The human eye’s perceived luminance doesn’t linearly correspond with the brightness of the input light. The eye is much more sensitive to brightness changes in low light than it is in bright light. This means that when you encounter a measured luminance change of 2x, your perceived luminance change will differ depending on the initial lighting situation. When this relationship is drawn on a graph, one can easily see that the perceived luminance in low light is greatly elevated while the perceived luminance in bright lights is somewhat compressed.
Camera manufacturers have known this for a while, which is why the gamma values set in cameras are designed to best mimic the human eye. When you take a picture, some cameras apply an inverse gamma value before the image is stored, with 1/2.2 (following the sRGB color gamut) being the most common. This simple technique – know as gamma encoding – brings the image data closest to what the photographer saw.
Unfortunately, this isn’t the way camera sensors and monitors operate. To them, the relationship between the input signal and the output is strictly linear. When the camera sensor is hit with twice the amount of photons, the captured image image should be twice as bright. Similarly, when the input voltage to the monitor is twice as high, the output should be twice as bright. In other words, both camera sensors and monitors follow a gamma value of 1 by default.
And now you can easily see the problem: When the monitor tries to display images that have been calibrated with a gamma value other than 1, things can look really funky. Parts of the image could look over/underexposed, and the entire scene could look washed out or overly dark.
The fix for this is easy; the monitor simply needs to apply an inverse gamma to counteract – or decode – the encoded gamma of the original image. As we established earlier, the sRGB color gamut is the most common, which is why most monitors is calibrated to a default gamma value of 2.2 to counteract the 1/2.2 gamma applied by cameras.

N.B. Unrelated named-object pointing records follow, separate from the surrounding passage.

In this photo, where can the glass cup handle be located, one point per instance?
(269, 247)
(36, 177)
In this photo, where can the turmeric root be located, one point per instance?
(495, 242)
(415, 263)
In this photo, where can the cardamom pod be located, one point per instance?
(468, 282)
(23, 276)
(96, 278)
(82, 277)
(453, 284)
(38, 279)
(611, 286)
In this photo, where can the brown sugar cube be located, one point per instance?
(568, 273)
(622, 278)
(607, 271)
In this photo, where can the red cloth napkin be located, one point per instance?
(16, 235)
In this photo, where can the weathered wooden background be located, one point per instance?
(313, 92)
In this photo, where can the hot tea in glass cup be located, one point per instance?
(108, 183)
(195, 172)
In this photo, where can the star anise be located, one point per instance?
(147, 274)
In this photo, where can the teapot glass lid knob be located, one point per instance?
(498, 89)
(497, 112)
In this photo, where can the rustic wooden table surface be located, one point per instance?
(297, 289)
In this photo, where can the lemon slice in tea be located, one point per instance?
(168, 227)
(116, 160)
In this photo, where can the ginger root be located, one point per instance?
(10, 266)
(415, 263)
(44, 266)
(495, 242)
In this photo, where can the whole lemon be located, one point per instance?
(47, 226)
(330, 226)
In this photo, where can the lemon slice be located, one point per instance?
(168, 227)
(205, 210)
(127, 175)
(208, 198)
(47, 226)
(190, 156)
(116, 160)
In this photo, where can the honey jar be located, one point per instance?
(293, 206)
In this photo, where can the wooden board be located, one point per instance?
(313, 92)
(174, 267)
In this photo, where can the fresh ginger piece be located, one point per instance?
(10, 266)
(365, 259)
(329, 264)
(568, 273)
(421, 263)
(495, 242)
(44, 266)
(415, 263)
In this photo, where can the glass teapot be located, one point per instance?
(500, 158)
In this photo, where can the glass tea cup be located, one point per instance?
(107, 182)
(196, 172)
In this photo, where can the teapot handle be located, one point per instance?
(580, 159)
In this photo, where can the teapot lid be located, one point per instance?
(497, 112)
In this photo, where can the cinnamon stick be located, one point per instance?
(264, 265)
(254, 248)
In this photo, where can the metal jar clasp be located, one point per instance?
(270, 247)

But why go through all the trouble of encoding and decoding the gamma? All this is done for the sake of ensuring that exposure and color values remain true when adjusting the brightness of the monitor. Without this process, changing the monitor’s brightness setting could completely throw off the color accuracy.
Not all panels have a perfectly calibrated gamma value. Lower-end displays tend to have a wider error margin. This is especially true for gaming monitors, where color accuracy is often sacrificed to obtain better metrics in other areas.
The contrast ratio expresses how intense the brightest color (white) is to the darkest color (black). This is a great indicator of how much the colors “pops” on the screen. A contrast ratio of 1000:1 means that white is 1,000 times brighter than black.
You’ll often see that some monitors have some extremely high number labeled for contrast ratio. Something like 500,000:1 or even 100,000,000:1. This typically refers to the dynamic contrast ratio. Dynamic contrast ratio is achieved by turning down the monitor’s brightness to its lowest when measuring black, and turning it to highest when measuring white. They only appear impressive and lack any practicality.
The truly valuable metric is the static (or typical) contrast ratio – when both the black and white are measured at the same level of brightness. Any monitor with a static contrast ratio of over 1,000:1 is considered very good.
As a special mention, some companies claim that OLED monitors have a contrast ratio of infinity. This is because the backlight of OLED monitors is turned off when displaying black, and you can’t express a ratio when there’s a value of zero.
Brightness is measured in nits. Since you’re using the monitor indoors, you won’t have to choose the brightest monitor available. Generally, anything over 250 nits should be adequate.
Brightness can’t be simply taken at face value; equally important is the brightness uniformity. Most reviewers and testers divide the display area into zones, and express the dropoff in brightness between the zones as a percentage. Typically, you don’t want the brightness to deviate by more than 10%.